Problem Description
You are given two 0-indexed integer arrays nums1 and nums2 of even length n. You must remove n/2 elements from nums1 and n/2 elements from nums2. After the removals, you insert the remaining elements of nums1 and nums2 into a set s. The goal is to maximize the size (i.e. the number of distinct elements) of s. Return the maximum possible size of the set s.
Key Insights
- Each array has exactly n/2 elements remaining after removals.
- From each array, you can keep at most n/2 distinct numbers (even if the original array has more unique numbers).
- Many numbers may appear exclusively in one array (exclusive) or in both arrays (common). If a number appears in both arrays, you have flexibility where to “place” it in the kept subsets.
- The high-level idea is to choose, from each array, as many unique (distinct) elements as possible. However, if one array contains too many distinct numbers, you are limited by the n/2 size. Then, you can “fill” the other array’s kept subset with some common numbers from the other array if space allows.
- A greedy / assignment view is useful: assign each number that appears only in one array (exclusive) to that array’s kept subset – subject to a capacity of n/2 per array. Then, assign as many common numbers (appearing in both arrays) as possible into the “remaining capacities” of the two kept subsets. Finally, the answer is the total count of unique numbers you managed to “assign” (with the overall cap coming from the total unique numbers available and the overall 2*(n/2)=n kept elements).
Space and Time Complexity
Time Complexity: O(n) – we traverse the arrays a few times and work with sets/dictionaries. Space Complexity: O(n) – to store the unique elements from each array.
Solution
We first determine the capacity per array which is X = n/2. Then, we compute:
• set1 = unique elements from nums1
• set2 = unique elements from nums2
Let Aonly be the count of numbers in set1 but not in set2, Bonly be the count in set2 but not in set1, and common be the count of numbers present in both sets.
Since each kept array can only hold X elements, we can use:
• effective_A = min(Aonly, X) (the exclusive numbers kept from nums1)
• effective_B = min(Bonly, X) (the exclusive numbers kept from nums2)
The remaining capacity in nums1 is capacity1 = X - effective_A and in nums2 is capacity2 = X - effective_B. We can “fill” these remaining slots (total capacity = capacity1 + capacity2) with common numbers – up to however many are available.

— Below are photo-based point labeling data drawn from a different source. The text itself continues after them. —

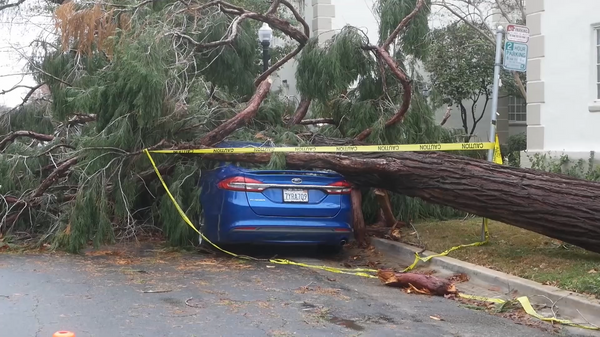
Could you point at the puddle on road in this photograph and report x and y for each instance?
(172, 301)
(347, 323)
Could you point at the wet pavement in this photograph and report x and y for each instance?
(157, 293)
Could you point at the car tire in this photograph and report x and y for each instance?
(331, 249)
(202, 244)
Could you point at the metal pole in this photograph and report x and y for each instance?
(266, 55)
(495, 89)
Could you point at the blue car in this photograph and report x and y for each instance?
(243, 204)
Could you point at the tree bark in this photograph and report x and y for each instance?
(557, 206)
(386, 207)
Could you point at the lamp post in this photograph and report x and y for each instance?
(265, 35)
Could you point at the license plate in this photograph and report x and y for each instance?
(295, 196)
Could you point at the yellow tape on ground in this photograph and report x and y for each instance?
(329, 149)
(497, 155)
(425, 259)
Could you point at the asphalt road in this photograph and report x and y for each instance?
(170, 294)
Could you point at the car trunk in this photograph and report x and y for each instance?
(294, 193)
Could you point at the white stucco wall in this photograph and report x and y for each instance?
(568, 73)
(357, 13)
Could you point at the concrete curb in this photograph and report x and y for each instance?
(568, 302)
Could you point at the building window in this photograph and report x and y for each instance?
(597, 63)
(517, 109)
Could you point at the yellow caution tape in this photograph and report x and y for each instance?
(329, 149)
(497, 155)
(475, 244)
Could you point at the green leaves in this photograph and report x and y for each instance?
(412, 40)
(324, 72)
(460, 62)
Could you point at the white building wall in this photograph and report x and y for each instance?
(563, 109)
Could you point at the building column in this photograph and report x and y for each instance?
(322, 19)
(535, 83)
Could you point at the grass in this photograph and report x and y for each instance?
(515, 251)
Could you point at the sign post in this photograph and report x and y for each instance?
(495, 90)
(515, 59)
(515, 56)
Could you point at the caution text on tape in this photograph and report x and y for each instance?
(346, 148)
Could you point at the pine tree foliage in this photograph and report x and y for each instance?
(125, 77)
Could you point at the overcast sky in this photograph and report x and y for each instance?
(18, 30)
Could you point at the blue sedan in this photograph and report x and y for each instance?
(243, 204)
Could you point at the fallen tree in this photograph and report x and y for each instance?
(554, 205)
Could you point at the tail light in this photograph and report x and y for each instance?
(347, 188)
(242, 184)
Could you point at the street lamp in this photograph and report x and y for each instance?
(265, 35)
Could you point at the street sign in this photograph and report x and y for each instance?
(516, 33)
(515, 56)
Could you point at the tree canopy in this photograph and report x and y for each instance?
(126, 76)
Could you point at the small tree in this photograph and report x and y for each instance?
(462, 70)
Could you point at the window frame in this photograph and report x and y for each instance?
(517, 106)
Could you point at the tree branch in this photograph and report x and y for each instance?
(243, 117)
(278, 64)
(317, 121)
(402, 25)
(301, 111)
(27, 97)
(10, 5)
(446, 115)
(232, 35)
(406, 93)
(16, 134)
(58, 172)
(297, 16)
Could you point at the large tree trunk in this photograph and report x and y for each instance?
(557, 206)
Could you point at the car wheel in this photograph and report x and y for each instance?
(202, 244)
(331, 249)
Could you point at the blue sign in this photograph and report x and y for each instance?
(515, 56)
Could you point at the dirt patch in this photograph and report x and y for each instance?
(514, 251)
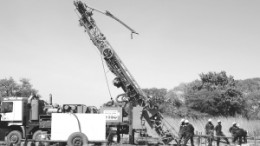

Thus, the potential maximum distinct numbers in the union is: union_candidate = effective_A + effective_B + min(common, capacity1 + capacity2).
Since we cannot exceed the total number of unique elements overall, and also the total number of kept elements (which is n), the answer is: answer = min(union_candidate, (Aonly + Bonly + common), n).
This assignment–interpretation ensuring that each exclusive number is “forced” to one array and common numbers are used optimally is the key insight for this problem.